Tiene gracia, la desgracia. O eso cabría deducir del hecho de que la pérdida de puestos de trabajo por una parte importante de nuestra ciudadanía se haya convertido en una especie de lista de éxitos al revés que los medios aireamos casi en competición. Nos hemos entregado con exceso, en el pasado reciente, a las formas del carroñero.
Informarse es llorar. Llorar inútilmente. Desemboca en la construcción, entre la realidad y nosotros, de una indiferencia cínica, basada en las estadísticas, que aterran pero no conmueven, o en los testimonios personales, que acongojan pero roban la dignidad al otorgar un tratamiento cercano a los espectáculos de la telebasura. Ahora ya hay mucha gente que se siente como una mujer maltratada al ser mal tratada también por la información: convertida en cifra o en melodrama de consumo rápido.
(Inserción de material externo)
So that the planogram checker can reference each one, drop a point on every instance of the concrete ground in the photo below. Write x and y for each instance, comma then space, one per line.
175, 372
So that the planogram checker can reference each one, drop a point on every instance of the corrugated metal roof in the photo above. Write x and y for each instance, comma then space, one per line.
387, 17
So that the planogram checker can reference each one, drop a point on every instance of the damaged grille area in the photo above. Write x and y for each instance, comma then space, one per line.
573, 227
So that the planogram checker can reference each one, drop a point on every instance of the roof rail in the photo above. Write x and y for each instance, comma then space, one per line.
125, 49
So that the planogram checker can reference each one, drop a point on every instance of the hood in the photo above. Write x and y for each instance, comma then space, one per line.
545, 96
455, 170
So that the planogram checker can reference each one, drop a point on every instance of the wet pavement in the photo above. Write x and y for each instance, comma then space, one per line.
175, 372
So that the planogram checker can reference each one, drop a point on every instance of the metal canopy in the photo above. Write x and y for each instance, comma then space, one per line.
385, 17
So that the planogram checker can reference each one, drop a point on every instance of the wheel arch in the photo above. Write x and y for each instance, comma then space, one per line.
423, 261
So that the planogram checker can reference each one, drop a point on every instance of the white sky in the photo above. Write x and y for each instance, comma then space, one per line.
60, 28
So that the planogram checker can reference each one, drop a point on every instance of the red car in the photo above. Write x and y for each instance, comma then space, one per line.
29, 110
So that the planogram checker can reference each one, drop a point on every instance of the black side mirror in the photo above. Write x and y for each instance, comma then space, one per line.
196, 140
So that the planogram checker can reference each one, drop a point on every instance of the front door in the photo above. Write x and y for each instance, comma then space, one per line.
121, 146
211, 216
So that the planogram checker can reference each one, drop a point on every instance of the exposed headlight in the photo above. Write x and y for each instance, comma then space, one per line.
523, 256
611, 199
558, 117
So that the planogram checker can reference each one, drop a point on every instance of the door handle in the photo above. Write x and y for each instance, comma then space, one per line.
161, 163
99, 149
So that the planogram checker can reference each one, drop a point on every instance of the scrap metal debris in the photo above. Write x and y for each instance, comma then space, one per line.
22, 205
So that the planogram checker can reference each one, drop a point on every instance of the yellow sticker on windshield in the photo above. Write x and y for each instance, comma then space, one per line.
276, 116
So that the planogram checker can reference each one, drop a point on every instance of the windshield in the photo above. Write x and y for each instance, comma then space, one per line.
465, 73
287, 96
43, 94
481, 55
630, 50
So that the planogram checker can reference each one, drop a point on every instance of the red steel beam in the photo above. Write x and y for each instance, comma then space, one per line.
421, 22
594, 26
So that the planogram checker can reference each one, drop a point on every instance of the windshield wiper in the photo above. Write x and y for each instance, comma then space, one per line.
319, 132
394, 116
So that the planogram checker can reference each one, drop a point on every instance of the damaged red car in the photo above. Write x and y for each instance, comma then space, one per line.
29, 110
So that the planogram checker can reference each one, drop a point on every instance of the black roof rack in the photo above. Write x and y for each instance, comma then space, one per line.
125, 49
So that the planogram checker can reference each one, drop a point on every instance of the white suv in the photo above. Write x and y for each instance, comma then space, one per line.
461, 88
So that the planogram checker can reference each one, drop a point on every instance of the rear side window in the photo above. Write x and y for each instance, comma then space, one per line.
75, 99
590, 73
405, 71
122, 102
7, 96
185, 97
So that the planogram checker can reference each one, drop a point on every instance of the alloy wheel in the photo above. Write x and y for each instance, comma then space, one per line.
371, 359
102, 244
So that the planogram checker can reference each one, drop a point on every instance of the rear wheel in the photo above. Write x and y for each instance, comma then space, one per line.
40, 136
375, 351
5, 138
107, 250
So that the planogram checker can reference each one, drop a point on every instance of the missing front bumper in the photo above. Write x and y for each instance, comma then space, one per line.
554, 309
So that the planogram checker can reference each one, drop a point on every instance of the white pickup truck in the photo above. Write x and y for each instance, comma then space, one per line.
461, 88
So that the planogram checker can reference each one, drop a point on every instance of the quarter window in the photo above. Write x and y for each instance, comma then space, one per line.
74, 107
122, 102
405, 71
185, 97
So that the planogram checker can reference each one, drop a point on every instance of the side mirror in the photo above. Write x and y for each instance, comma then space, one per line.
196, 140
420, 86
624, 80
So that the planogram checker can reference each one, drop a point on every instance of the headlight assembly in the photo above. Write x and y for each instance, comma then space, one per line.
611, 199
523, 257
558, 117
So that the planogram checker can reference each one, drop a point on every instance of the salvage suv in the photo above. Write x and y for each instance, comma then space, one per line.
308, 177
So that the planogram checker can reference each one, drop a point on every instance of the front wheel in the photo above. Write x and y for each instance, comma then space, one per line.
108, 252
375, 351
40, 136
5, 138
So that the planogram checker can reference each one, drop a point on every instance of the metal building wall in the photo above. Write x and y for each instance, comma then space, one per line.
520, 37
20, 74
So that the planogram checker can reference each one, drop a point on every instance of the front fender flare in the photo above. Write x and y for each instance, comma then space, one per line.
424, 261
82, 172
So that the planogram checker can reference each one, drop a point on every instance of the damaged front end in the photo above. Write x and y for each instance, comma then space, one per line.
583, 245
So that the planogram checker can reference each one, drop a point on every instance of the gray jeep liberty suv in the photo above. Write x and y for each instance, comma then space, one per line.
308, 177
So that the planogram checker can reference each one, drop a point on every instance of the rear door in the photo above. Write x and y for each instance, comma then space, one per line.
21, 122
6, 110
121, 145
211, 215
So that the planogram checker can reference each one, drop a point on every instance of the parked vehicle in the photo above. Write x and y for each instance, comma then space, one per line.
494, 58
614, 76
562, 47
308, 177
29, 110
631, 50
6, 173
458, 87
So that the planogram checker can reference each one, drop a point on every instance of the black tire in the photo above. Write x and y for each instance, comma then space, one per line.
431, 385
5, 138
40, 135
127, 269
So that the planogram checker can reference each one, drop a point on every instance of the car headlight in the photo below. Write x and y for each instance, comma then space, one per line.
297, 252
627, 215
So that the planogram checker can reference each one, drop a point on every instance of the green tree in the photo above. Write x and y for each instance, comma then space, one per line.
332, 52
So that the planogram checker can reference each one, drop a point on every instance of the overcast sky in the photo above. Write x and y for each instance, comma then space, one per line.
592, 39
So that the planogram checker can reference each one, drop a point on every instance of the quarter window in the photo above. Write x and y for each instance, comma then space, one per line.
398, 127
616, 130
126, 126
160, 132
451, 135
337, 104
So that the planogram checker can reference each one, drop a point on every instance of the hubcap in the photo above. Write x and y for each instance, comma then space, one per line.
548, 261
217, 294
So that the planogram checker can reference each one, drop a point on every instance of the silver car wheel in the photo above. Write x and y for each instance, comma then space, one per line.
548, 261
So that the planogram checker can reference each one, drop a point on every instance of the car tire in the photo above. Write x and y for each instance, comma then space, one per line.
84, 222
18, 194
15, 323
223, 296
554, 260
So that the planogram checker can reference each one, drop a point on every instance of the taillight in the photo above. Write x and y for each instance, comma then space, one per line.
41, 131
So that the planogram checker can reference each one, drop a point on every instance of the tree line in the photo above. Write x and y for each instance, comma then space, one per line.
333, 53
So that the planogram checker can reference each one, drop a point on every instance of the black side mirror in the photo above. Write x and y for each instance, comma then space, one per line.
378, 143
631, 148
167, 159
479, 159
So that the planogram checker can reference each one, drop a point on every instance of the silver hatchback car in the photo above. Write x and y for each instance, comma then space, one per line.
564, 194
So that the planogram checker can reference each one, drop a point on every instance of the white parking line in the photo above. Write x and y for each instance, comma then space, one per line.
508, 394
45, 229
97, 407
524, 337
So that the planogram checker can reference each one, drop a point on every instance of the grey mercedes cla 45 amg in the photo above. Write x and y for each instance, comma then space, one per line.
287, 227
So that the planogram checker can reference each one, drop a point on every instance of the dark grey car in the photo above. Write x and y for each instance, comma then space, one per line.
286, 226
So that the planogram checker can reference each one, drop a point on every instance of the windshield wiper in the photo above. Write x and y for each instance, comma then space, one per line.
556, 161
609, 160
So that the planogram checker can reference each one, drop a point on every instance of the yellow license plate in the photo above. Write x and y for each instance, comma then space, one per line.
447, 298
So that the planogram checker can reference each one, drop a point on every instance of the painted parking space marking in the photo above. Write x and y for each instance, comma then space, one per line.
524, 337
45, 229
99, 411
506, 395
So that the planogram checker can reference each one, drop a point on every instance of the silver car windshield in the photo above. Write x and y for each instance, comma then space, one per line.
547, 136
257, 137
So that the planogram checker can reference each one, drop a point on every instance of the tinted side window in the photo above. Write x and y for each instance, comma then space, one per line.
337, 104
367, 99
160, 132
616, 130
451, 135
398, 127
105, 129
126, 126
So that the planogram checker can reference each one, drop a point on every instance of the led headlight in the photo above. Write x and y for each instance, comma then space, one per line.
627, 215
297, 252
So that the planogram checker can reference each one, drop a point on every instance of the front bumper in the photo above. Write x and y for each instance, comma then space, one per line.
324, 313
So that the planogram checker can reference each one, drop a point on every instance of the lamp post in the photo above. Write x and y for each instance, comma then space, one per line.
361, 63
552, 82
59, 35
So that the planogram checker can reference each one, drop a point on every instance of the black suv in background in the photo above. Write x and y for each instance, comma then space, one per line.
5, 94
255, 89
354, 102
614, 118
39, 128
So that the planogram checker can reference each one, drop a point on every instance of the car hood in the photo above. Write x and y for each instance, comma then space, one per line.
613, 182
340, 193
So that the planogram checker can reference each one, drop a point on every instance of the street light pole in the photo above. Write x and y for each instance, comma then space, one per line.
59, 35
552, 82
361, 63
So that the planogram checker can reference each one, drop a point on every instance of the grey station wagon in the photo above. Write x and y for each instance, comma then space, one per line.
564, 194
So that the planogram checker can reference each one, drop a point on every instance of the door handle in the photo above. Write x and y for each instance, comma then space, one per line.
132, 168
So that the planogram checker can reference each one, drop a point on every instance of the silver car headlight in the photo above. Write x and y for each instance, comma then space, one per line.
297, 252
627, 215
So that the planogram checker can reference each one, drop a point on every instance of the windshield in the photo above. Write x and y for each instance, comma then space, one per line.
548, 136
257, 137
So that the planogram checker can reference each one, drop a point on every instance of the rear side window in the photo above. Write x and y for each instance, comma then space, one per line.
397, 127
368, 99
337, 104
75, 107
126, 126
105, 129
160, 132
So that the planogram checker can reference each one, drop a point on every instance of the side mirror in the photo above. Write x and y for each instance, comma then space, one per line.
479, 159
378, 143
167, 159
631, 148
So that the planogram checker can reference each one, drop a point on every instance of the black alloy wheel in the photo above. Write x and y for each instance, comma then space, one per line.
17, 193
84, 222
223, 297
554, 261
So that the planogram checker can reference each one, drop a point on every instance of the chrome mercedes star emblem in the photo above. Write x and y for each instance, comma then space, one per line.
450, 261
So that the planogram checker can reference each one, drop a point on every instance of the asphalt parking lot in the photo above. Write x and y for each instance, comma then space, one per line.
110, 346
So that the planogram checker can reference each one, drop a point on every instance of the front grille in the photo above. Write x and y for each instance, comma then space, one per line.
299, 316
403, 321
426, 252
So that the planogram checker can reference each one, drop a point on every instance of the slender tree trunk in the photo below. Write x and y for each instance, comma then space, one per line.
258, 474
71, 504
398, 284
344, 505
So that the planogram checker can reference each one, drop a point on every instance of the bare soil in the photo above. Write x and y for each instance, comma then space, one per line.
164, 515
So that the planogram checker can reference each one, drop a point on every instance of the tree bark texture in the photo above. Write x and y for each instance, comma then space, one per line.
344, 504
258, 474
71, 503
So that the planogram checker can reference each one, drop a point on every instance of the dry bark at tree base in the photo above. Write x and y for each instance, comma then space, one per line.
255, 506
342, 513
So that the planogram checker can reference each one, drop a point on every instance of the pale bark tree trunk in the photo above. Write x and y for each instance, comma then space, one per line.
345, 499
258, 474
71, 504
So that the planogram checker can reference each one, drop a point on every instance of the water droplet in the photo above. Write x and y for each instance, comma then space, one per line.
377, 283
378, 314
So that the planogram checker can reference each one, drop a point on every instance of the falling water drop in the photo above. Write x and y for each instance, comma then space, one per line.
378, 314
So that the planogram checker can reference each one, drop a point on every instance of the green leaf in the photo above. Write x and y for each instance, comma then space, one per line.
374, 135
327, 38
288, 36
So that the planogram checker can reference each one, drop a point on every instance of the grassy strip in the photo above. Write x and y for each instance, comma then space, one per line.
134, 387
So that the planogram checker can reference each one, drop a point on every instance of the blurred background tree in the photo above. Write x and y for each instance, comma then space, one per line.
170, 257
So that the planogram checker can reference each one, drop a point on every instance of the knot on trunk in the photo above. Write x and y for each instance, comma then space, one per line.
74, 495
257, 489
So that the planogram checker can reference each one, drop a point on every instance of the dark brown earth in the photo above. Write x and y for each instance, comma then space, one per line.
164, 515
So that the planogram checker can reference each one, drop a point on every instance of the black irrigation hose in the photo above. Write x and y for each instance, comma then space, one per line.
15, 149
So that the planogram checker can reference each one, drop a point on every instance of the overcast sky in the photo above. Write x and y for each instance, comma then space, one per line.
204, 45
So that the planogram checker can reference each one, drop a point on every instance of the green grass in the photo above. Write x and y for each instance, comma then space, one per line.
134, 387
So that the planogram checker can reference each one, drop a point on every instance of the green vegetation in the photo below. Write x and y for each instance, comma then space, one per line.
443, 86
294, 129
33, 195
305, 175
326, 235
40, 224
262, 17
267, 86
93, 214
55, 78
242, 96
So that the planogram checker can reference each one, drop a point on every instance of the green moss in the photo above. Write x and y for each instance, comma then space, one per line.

El sistema carroñero requiere que las víctimas -producto alimenticio- sean devoradas con fiereza y sustituidas con rapidez. Mostrar los despojos es fundamental si queremos que el entretenimiento funcione, asegurarnos por un día más, por unas horas más -la precariedad nos alcanza a todos-, el público o las audiencias: la clientela. Nadie se detiene, sin embargo, a leer las entrañas de los muertos. Y posiblemente es eso lo que más falta nos hace hoy. No lectores de augurios en el sentido de los antiguos, sino auténticos licenciados anatómicos forenses que dictaminen, con autoridad filosófica, la causa del deceso. De ello vendrían remedios. Cuando escuché el lapsus de Zapatero al pronunciar un "compatibilizamos" los despidos, en vez del "contabilizamos" con el que, de inmediato, creyó reparar el asunto, no pude dejar de preguntarme si no estaremos, en realidad, todos, compatibilizando. Concordando, admitiendo. Es decir, resignándonos al hit parade inverso.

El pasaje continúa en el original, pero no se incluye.